§ [Progress 28th April.]
§ Bill considered in Committee.
§ (In the Committee.)
§ Clause 3 (Establishment of office of Solicitor for Public Prosecutions).
In page 2, at the end of the Clause, to add the words "No Assistant Director of Public Prosecutions shall be appointed for any longer term than five years; but any person vacating his office by reason of this provision may be re-appointed."—(Mr. Rathbone.)
§ Question proposed, "That those words be there added."
MR. ASSHETON CROSS
said, the Amendment was proposed merely pro formâ to be negatived, and the words "seven years" substituted.
§ Amendment negatived.
MR. ASSHETON CROSS
moved to add these words to the end of the clause—No such Director of Public Prosecutions shall be appointed for any longer term than seven years; but any person vacating his office by virtue of this provision may be reappointed.
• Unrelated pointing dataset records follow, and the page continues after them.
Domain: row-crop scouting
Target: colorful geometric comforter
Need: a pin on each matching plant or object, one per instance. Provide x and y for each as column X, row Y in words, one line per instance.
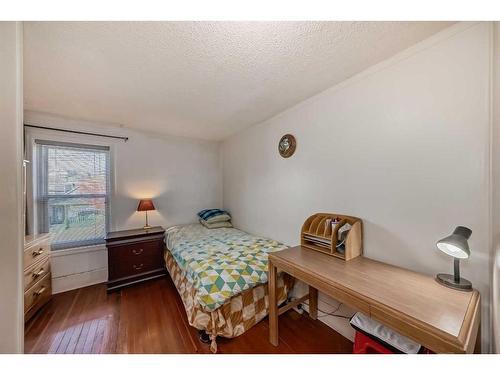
column 220, row 263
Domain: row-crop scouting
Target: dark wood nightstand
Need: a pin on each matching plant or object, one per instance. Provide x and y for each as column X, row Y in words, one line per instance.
column 135, row 255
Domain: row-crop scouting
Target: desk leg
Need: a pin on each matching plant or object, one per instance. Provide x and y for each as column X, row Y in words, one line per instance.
column 273, row 305
column 313, row 303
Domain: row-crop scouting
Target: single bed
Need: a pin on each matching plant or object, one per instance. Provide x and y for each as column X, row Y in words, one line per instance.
column 221, row 277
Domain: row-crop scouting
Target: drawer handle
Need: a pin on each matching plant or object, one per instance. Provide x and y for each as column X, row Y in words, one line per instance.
column 38, row 274
column 38, row 252
column 39, row 292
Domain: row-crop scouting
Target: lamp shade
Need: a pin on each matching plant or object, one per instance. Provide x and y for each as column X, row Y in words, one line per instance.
column 146, row 205
column 456, row 244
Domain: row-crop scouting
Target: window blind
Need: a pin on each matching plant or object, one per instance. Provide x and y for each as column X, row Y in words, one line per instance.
column 72, row 193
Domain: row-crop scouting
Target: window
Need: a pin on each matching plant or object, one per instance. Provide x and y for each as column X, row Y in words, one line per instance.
column 72, row 193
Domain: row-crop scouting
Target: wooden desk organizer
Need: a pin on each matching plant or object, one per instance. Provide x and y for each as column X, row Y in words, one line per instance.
column 317, row 234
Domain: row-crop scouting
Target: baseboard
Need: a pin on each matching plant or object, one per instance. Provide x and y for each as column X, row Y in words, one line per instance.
column 79, row 280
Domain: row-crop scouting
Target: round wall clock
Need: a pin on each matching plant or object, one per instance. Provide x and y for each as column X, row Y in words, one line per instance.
column 286, row 145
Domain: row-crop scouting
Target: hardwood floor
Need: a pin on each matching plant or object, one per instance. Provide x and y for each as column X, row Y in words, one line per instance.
column 150, row 318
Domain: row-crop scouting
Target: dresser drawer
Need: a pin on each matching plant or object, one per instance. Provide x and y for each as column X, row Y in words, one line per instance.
column 38, row 294
column 35, row 253
column 35, row 273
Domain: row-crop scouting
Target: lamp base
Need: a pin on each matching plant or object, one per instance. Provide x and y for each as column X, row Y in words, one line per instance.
column 449, row 281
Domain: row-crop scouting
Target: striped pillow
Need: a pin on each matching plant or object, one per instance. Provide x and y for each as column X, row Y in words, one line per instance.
column 214, row 215
column 221, row 224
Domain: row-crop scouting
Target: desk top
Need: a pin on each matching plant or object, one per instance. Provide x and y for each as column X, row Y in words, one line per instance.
column 409, row 302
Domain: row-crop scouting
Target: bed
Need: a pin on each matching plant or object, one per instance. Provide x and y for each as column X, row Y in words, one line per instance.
column 221, row 277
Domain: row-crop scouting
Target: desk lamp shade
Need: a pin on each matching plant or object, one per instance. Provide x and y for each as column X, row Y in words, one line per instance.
column 146, row 205
column 455, row 245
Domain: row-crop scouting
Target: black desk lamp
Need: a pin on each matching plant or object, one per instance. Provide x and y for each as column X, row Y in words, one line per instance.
column 455, row 245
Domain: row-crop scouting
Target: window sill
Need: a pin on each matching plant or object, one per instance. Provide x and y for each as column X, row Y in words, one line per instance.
column 78, row 250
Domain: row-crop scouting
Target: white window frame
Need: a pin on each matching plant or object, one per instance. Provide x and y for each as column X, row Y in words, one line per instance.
column 31, row 136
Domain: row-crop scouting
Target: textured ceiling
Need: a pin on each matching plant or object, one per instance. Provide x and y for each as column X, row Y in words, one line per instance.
column 198, row 79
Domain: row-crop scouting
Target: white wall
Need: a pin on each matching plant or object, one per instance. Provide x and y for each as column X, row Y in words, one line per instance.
column 182, row 176
column 11, row 295
column 403, row 145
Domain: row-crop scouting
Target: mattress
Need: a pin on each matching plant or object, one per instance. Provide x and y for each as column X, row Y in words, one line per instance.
column 220, row 263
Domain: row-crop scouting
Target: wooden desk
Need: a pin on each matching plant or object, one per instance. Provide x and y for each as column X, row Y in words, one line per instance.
column 415, row 305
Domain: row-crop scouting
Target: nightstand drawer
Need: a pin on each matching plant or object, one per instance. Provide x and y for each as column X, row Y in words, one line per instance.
column 135, row 255
column 134, row 266
column 134, row 250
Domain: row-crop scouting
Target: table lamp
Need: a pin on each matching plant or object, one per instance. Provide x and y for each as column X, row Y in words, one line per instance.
column 455, row 245
column 146, row 205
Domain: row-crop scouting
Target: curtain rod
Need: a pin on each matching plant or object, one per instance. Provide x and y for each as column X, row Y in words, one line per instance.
column 125, row 139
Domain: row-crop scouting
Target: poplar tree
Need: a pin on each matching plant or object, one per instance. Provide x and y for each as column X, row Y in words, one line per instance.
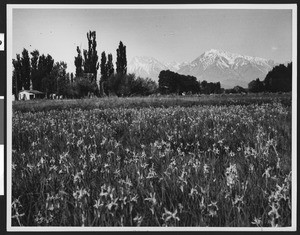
column 34, row 69
column 78, row 63
column 25, row 64
column 91, row 64
column 121, row 63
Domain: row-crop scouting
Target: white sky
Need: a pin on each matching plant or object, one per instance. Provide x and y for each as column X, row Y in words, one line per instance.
column 165, row 34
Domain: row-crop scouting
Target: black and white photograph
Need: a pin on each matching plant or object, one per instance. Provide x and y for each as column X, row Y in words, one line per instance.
column 175, row 117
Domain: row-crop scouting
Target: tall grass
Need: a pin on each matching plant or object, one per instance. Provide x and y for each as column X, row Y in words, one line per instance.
column 177, row 166
column 154, row 101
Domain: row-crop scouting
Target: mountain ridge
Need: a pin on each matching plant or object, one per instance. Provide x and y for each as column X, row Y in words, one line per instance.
column 230, row 69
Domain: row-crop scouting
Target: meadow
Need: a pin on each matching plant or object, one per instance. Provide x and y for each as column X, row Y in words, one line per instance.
column 158, row 161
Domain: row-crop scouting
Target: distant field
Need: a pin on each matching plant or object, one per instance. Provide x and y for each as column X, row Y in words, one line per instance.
column 155, row 161
column 158, row 101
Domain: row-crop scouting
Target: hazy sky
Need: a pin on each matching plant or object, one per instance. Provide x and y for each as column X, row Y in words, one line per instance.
column 165, row 34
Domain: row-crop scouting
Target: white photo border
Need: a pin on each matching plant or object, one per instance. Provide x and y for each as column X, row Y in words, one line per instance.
column 9, row 11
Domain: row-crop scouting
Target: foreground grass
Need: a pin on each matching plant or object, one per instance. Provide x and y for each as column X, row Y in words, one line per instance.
column 177, row 166
column 146, row 102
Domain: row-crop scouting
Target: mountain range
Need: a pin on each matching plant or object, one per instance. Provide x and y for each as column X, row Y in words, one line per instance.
column 230, row 69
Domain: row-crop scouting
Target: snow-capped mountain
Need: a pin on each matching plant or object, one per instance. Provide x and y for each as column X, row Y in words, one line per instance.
column 230, row 69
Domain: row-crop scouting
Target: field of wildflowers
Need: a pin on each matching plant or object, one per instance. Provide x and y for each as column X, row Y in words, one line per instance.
column 227, row 165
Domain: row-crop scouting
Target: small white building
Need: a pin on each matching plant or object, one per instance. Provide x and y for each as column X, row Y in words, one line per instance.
column 30, row 94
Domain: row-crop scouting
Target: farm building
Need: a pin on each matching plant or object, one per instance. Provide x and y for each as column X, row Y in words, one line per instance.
column 30, row 94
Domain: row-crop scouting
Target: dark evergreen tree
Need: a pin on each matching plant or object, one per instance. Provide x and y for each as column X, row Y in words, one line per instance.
column 279, row 79
column 90, row 63
column 121, row 63
column 256, row 86
column 78, row 63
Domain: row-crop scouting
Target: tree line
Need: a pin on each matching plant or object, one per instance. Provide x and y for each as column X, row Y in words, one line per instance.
column 279, row 79
column 40, row 72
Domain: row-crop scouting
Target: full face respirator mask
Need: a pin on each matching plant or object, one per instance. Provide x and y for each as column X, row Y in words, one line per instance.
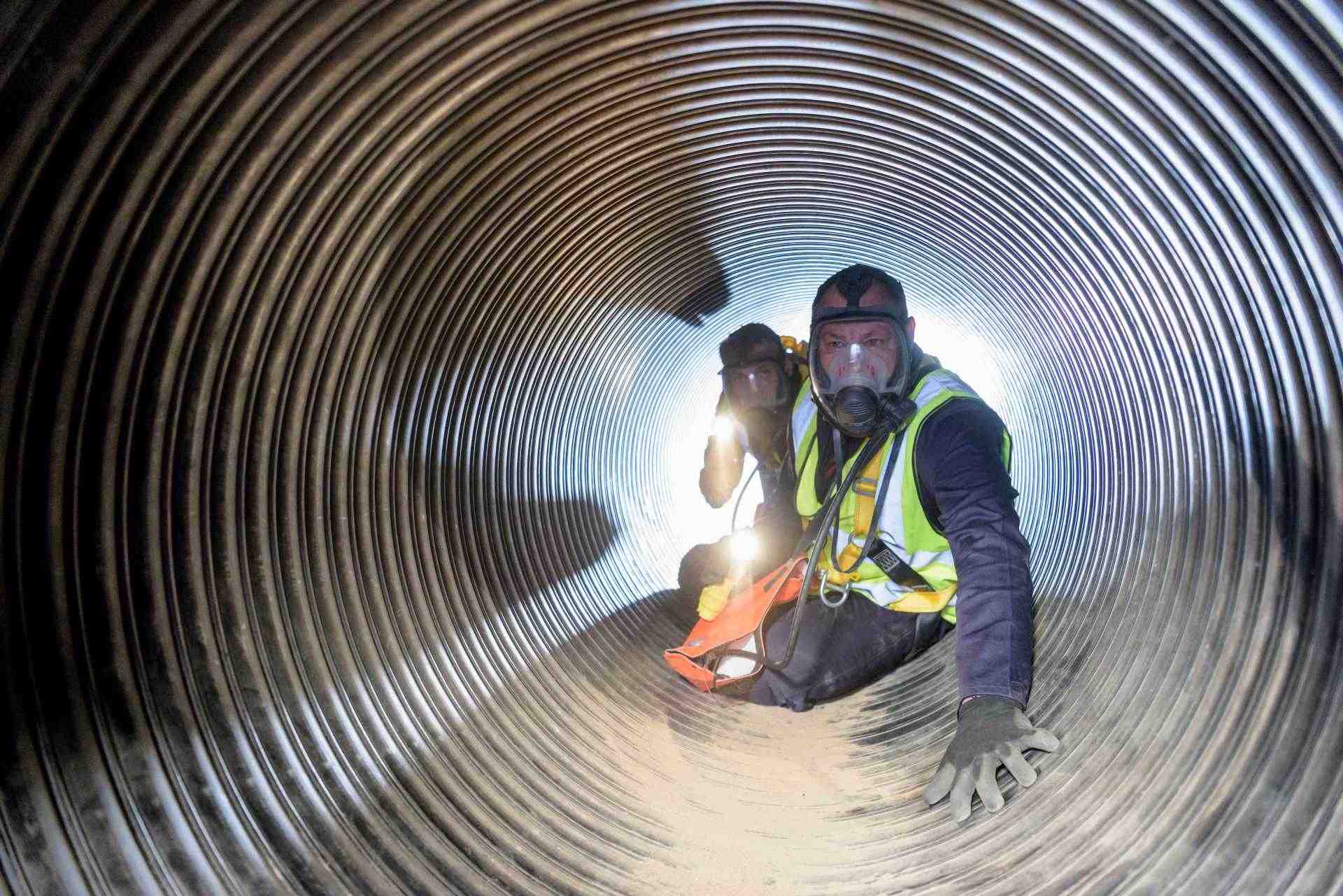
column 860, row 353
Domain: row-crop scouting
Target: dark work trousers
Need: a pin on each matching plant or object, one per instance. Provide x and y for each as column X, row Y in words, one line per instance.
column 839, row 650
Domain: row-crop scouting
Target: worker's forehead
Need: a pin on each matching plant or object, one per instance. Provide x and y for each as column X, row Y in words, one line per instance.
column 851, row 329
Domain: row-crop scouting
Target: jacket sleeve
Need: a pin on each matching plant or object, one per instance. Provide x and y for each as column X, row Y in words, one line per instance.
column 960, row 473
column 722, row 468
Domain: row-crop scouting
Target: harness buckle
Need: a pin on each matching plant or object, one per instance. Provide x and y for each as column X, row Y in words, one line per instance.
column 844, row 594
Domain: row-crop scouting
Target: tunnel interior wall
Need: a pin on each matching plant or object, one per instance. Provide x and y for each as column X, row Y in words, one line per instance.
column 359, row 363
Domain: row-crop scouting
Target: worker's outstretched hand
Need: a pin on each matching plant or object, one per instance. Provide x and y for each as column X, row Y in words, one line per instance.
column 991, row 731
column 713, row 598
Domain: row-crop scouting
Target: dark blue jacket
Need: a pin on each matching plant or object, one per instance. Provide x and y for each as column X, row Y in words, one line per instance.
column 969, row 496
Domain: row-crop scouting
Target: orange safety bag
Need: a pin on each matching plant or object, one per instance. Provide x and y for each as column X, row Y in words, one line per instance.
column 740, row 626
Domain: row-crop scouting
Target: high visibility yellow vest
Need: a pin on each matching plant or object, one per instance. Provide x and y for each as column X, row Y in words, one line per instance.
column 903, row 527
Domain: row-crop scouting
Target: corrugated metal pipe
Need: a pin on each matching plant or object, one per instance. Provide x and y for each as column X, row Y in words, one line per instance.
column 359, row 363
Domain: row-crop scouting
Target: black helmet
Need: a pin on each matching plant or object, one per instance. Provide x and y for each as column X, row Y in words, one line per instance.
column 873, row 374
column 756, row 374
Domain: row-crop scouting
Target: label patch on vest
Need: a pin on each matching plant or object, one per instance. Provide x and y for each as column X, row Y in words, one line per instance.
column 896, row 570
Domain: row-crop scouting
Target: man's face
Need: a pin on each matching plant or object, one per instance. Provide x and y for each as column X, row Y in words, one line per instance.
column 864, row 350
column 753, row 385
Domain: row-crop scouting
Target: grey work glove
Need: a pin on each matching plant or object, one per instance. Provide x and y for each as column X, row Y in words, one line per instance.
column 991, row 731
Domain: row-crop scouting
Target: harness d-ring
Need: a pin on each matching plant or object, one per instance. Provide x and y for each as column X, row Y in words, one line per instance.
column 844, row 595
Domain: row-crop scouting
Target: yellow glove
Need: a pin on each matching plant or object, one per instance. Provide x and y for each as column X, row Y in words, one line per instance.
column 715, row 597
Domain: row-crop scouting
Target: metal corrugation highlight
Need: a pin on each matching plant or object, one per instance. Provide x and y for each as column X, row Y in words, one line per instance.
column 357, row 366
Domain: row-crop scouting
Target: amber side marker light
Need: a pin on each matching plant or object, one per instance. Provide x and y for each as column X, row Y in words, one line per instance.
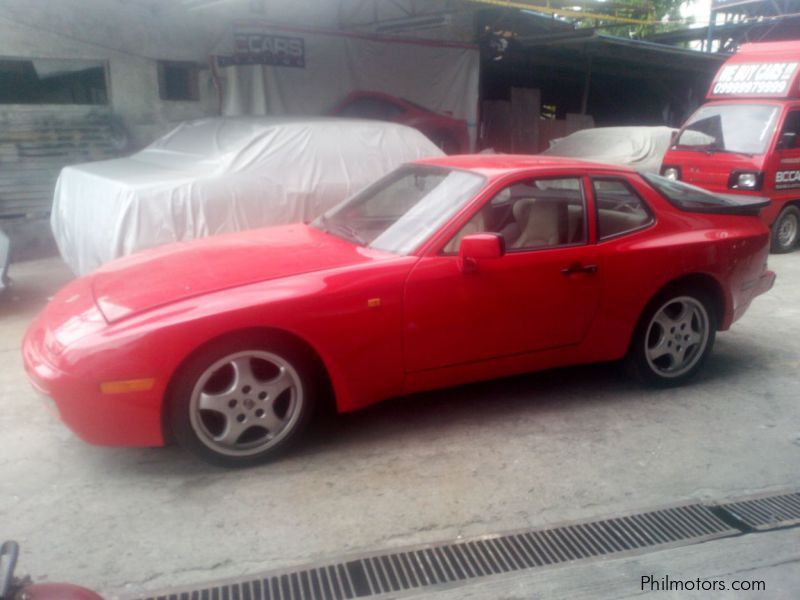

pointed out that in another part of the Bill there was a clause requiring these Directors or Assistant Directors to give their whole time to their duties. But if a barrister or a solicitor gave up his practice to take this appointment, and at the end of seven years was to be thrown on his own resources, it would be very hard on him, for he would have lost his practice entirely. If a man were allowed to keep his practice, he could understand the Amendment; but, on the other hand, he thought it was most unfair to ask a man to give up everything to take the ap- 1563 pointment, with the risk that at the end of seven years he would be thrown upon the world.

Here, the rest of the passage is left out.